Le 17 Octobre 1961, à l’appel de la Fédération de France du Front de libération nationale (FLN), ce sont plusieurs dizaines de milliers d’AlgérienEs, hommes, femmes et enfants, qui vont tenter de se regrouper en trois manifestations à Paris pour protester contre les violences exercées par la police depuis des mois et la mise en place d’un couvre-feu depuis le 5 octobre. La police tente d’empêcher les regroupements en procédant à des milliers d’arrestations, au matraquage, à la noyade, à l’assassinat des manifestantEs. Après les arrestations, les AlgérienEs sont entassés dans des conditions d’hygiène insupportables dans des commissariats, au Palais des Sports de la porte de Versailles, dans le stade Pierre de Coubertin et à la préfecture de police de Paris où ils et elles sont de nouveau humiliéEs, tabasséEs, assassinéEs en masse.
Le bilan de ces jours de terreur raciste continue à faire débat. Alors que l’on connaît à l’unité près le nombre de mortEs du Bataclan ou du 11 septembre 2001, les « meurtres coloniaux » restent inchiffrables. De Sétif et Guelma à la bataille d’Alger, en passant par la révolte à Madagascar en 1947, le bombardement de Haïphong (1946) et la guerre d’Indochine, on doit se contenter de sinistres sous-estimations officielles et les chiffres des historienEs sont régulièrement contestés.
Des crimes inchiffrables mais pas indéchiffrables. Les exactions policières, notamment racistes, sont non seulement « couvertes » par la hiérarchie et le pouvoir mais préparées, organisées par celui-ci. Une tradition de la « police républicaine », de Jules Moch à Darmanin en passant par Mitterrand, Pasqua, Sarkozy ou Valls, illustrant la formule d’Engels qualifiant l’État de « bande d’hommes en armes ».

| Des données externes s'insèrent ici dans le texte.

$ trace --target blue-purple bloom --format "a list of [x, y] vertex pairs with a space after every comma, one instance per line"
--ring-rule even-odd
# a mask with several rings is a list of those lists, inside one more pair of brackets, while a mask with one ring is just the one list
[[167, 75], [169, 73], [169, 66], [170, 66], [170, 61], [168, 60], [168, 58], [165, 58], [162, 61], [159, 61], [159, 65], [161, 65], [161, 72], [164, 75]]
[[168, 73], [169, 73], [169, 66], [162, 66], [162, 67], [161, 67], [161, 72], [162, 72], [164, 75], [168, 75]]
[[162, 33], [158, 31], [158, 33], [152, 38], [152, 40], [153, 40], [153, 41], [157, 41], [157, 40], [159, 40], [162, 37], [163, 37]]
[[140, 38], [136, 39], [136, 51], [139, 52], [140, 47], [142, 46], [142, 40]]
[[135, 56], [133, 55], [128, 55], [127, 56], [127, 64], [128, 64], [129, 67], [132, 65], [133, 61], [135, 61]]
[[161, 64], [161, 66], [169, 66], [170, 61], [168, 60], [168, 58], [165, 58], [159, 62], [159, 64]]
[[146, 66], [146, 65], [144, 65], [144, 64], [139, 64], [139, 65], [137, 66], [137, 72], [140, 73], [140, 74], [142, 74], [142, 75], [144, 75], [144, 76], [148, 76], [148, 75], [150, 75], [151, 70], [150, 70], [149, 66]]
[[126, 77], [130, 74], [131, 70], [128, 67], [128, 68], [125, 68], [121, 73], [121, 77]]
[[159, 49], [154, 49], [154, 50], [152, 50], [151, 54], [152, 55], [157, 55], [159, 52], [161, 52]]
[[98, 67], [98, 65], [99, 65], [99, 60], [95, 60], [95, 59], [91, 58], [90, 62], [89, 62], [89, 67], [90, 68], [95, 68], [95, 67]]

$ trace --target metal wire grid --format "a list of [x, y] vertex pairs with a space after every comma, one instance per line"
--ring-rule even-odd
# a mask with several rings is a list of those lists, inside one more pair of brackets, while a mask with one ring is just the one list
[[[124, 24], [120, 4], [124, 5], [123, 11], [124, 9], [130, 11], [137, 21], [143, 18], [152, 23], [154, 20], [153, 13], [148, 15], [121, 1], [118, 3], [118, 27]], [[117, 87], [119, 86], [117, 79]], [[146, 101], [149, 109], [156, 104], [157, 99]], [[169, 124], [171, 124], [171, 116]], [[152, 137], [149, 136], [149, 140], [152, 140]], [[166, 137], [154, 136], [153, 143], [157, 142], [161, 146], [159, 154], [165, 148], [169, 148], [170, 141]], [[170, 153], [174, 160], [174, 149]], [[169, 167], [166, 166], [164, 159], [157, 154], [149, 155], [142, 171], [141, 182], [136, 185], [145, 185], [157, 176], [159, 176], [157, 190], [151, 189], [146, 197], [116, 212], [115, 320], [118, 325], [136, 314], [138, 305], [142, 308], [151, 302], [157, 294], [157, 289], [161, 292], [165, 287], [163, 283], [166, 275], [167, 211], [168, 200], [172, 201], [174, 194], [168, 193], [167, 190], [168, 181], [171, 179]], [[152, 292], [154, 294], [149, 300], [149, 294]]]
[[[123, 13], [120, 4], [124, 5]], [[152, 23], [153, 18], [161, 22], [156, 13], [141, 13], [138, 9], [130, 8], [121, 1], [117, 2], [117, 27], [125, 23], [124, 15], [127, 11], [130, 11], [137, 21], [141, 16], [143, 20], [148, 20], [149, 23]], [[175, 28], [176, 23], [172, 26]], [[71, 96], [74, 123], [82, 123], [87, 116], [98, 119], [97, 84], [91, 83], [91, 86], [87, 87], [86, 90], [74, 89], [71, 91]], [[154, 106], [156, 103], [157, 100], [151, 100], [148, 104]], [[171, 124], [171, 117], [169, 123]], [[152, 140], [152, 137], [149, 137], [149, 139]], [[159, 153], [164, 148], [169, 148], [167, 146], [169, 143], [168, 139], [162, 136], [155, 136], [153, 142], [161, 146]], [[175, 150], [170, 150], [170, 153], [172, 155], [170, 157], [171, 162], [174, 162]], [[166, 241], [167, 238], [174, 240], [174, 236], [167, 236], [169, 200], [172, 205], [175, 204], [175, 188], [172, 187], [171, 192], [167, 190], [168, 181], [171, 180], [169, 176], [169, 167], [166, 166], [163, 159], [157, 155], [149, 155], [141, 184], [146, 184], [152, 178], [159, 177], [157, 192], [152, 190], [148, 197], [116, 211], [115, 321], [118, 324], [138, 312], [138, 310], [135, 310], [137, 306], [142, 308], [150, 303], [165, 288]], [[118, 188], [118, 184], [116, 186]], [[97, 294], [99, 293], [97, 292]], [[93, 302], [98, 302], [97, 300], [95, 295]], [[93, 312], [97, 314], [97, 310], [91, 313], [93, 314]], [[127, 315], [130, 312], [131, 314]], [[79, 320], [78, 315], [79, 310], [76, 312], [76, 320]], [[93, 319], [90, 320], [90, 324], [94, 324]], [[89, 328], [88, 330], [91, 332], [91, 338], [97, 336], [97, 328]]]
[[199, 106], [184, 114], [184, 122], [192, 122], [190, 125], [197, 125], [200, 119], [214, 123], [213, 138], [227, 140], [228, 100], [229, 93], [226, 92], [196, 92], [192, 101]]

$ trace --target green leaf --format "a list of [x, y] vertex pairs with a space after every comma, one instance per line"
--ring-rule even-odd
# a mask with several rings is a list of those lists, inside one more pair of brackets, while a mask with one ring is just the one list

La reconnaissance partielle des faits, une plaque ou un monument érigés ici ou là ne sauraient susciter oubli ou pardon. Et l’on ne peut rien espérer d’un Macron qui tente d’imposer la vision du colonisateur au peuple algérien et marche sur les plates-bandes de l’extrême droite, et alors que, de l’extrême droite au PCF, « tout le monde aime la police ». La mobilisation des historienEs, des militantEs antiracistes et anticolonialistes, devra imposer que soit reconnu ce crime d’État.